Tahitian Noni Cafe to open in Provo
Company hopes the restaurant will teach locals about business
Ed Horsmann, distributor from Grand Rapids, Minn., looks over an information kiosk at Noni's headquarters.
Jason Olson, Deseret Morning News
PROVO The new Tahitian Noni Cafe will open Monday inside Tahitian Noni's corporate headquarters in Provo's Riverwoods district, and company officials hope the cafe helps locals learn more about a company that does much of its business overseas.
"A lot of people in Utah County don't know about us," said Tahitian Noni spokesman Mike Weingarten. "We hope the cafe will draw them in to learn more about us."

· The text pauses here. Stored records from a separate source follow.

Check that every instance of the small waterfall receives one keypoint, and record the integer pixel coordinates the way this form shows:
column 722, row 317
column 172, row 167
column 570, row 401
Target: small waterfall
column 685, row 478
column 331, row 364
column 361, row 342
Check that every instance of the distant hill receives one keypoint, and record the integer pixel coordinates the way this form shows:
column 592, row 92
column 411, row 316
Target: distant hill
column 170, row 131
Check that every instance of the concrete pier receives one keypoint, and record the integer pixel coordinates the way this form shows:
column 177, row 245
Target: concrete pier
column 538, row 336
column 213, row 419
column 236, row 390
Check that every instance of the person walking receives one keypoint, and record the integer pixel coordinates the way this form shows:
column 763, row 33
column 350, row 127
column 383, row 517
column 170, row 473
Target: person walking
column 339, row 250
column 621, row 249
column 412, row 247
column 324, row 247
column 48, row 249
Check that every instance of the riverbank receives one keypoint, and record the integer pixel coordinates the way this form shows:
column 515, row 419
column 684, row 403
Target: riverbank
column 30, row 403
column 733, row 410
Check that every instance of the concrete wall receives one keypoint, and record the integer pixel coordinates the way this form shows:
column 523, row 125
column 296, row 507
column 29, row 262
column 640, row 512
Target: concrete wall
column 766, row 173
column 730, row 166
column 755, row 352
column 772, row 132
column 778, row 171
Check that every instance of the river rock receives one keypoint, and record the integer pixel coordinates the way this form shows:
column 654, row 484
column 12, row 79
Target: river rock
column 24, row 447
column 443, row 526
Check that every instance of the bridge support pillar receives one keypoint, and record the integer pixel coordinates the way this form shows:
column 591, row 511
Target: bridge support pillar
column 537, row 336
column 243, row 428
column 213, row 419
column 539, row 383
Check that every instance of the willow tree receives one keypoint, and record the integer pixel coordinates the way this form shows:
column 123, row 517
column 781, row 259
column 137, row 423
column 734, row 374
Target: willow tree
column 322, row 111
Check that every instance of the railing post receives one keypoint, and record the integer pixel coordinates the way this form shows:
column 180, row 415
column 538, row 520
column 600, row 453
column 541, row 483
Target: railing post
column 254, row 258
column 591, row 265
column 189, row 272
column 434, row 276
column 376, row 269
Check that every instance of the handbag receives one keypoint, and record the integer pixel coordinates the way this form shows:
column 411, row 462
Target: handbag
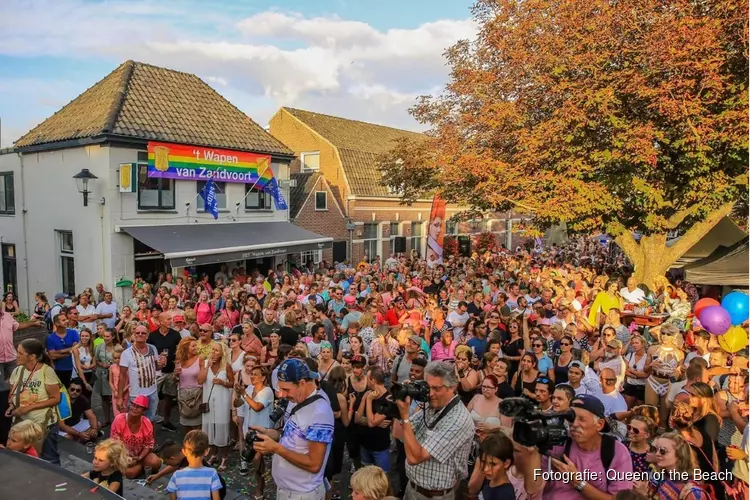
column 189, row 402
column 206, row 407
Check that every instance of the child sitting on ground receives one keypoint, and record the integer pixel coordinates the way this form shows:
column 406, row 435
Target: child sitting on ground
column 369, row 483
column 23, row 436
column 110, row 462
column 196, row 480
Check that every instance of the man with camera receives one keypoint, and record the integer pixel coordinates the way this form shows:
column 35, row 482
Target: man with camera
column 587, row 457
column 437, row 440
column 301, row 449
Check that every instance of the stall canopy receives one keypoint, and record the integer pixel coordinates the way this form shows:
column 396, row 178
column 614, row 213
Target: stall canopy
column 725, row 233
column 727, row 266
column 198, row 244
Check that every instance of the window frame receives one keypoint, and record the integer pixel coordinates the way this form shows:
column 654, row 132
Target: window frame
column 265, row 200
column 162, row 186
column 221, row 188
column 66, row 257
column 325, row 199
column 303, row 167
column 8, row 179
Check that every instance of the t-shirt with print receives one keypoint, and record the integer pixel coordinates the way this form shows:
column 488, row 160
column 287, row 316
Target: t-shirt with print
column 313, row 423
column 34, row 390
column 57, row 343
column 141, row 370
column 591, row 461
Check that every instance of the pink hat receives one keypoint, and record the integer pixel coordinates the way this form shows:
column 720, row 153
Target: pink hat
column 141, row 401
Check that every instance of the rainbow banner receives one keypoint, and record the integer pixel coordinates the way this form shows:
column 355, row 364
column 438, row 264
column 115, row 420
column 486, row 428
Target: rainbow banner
column 197, row 163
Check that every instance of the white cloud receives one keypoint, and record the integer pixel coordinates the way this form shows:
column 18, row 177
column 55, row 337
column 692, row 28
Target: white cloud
column 268, row 59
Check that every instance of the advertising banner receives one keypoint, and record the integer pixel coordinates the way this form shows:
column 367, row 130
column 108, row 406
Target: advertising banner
column 197, row 163
column 436, row 232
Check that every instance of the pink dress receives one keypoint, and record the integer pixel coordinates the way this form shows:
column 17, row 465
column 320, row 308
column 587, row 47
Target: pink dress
column 114, row 378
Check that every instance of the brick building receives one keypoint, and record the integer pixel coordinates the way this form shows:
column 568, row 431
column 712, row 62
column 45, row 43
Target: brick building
column 345, row 154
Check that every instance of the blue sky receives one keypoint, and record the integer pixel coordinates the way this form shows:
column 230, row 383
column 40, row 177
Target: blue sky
column 355, row 58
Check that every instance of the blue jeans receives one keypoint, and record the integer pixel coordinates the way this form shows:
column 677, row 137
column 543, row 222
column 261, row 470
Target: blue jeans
column 49, row 447
column 153, row 403
column 380, row 458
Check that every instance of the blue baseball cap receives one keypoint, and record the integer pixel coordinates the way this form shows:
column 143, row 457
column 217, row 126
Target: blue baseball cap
column 294, row 370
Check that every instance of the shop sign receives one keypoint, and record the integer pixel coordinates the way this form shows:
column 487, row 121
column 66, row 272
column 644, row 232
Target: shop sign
column 197, row 163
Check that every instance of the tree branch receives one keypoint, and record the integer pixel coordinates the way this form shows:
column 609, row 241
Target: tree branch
column 696, row 232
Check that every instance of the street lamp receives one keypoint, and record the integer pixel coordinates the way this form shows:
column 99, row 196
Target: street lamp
column 82, row 181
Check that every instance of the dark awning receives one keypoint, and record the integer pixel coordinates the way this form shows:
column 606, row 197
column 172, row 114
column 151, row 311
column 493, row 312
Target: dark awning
column 197, row 244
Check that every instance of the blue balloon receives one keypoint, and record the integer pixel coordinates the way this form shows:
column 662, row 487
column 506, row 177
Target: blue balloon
column 737, row 305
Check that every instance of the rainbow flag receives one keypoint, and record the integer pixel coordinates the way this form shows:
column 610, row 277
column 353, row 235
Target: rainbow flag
column 185, row 162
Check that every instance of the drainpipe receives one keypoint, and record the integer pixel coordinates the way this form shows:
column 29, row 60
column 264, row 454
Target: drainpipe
column 25, row 238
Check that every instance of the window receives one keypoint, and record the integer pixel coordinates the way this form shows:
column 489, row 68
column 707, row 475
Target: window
column 153, row 193
column 416, row 236
column 370, row 241
column 321, row 200
column 394, row 233
column 316, row 256
column 7, row 196
column 221, row 194
column 310, row 161
column 257, row 200
column 67, row 261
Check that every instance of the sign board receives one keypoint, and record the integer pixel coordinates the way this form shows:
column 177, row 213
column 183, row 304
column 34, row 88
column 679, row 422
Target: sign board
column 198, row 163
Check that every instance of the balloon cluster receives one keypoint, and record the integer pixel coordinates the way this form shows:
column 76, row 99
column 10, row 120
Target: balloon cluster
column 725, row 320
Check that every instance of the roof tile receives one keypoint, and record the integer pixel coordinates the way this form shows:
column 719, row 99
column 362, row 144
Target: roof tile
column 359, row 144
column 148, row 102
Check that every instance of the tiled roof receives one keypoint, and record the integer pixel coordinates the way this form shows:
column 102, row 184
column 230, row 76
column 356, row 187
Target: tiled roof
column 359, row 144
column 147, row 102
column 298, row 194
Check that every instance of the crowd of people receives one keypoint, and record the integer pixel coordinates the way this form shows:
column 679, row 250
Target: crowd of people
column 403, row 367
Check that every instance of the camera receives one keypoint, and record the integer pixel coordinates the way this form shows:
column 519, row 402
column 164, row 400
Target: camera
column 534, row 428
column 248, row 454
column 417, row 391
column 279, row 408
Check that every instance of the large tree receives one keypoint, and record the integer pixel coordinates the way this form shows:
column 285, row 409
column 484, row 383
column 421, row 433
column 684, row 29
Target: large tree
column 618, row 116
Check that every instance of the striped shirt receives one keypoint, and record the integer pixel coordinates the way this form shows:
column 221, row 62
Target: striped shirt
column 194, row 483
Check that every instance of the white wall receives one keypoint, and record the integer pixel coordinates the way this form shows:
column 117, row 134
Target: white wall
column 11, row 226
column 101, row 254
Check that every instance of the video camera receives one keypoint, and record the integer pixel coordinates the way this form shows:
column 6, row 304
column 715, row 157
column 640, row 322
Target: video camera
column 417, row 391
column 534, row 428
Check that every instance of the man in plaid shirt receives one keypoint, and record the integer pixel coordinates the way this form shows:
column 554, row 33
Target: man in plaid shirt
column 437, row 440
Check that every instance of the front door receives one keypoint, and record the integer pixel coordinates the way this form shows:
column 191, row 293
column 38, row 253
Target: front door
column 339, row 251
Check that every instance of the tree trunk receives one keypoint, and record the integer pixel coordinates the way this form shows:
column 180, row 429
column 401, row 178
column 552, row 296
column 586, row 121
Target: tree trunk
column 651, row 257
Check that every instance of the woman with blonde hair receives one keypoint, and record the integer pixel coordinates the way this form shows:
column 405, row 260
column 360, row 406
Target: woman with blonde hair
column 674, row 457
column 189, row 391
column 218, row 381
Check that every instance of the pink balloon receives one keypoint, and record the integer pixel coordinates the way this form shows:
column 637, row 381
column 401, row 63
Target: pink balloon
column 715, row 319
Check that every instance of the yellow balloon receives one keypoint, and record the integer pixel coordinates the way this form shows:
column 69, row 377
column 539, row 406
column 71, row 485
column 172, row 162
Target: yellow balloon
column 734, row 340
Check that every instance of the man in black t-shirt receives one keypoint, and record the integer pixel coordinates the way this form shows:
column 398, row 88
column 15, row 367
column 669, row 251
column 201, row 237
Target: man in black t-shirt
column 165, row 339
column 77, row 427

Cafe director Mike Olsen said the company hopes to open more than 100 cafes around the world in the next five years. The Provo location is the third. The first opened in Tokyo in 2003, and the second debuted in April in Fukuoka, Japan.
The multilevel marketing company flew in more than 2,000 of its top-selling distributors for Friday's ribbon-cutting extravaganza, which included appearances by Gov. Jon Huntsman Jr. and Provo Mayor Lewis Billings. Instead of cutting ribbon, the dignitaries were presented machetes and cut a Tahitian tea leaf vine.
A group of Polynesian dancers and drummers included former Brigham Young University football player Setema Gali and former BYU basketball player Marc Roberts. (Weingarten himself is a recent BYU baseball player.)
The cafe's menu includes drinks and breakfast, lunch and dinner menus intended to be a friendly hangout, as well as a place to show off Tahitian Noni's products and educate the curious. Patrons will pass through a new visitor's center to get to the cafe.
"This is a tremendous opportunity for people in Provo and Utah to see what's going on," Olsen said.
Visitors won't have to worry about being approached by distributors trying to get them to join the business, he added.
"Our very first rule is the cafe will not be a place where customers feel intimidated or threatened."
The visitor's center includes videos and touch-screen presentations about the history of the company and of French Polynesia, where the company harvests the grenade-sized noni fruit used in its Tahitian Noni Juice, which it claims provides health benefits. Someone buys a bottle of Tahitian Noni Juice every 1.7 seconds. A bottle sells for about $45 and lasts for several weeks.
Olsen said Tahitian Noni Cafes will open in Munich, Sao Paolo and Nagoya in September and in Dallas and Atlanta in October. A ninth cafe will open in Taipei later in the year.
"Tokyo's chic restaurant featuring the benefits of Noni and the culture of Tahiti was so successful we decided to take it worldwide," company president Kelly Olsen said.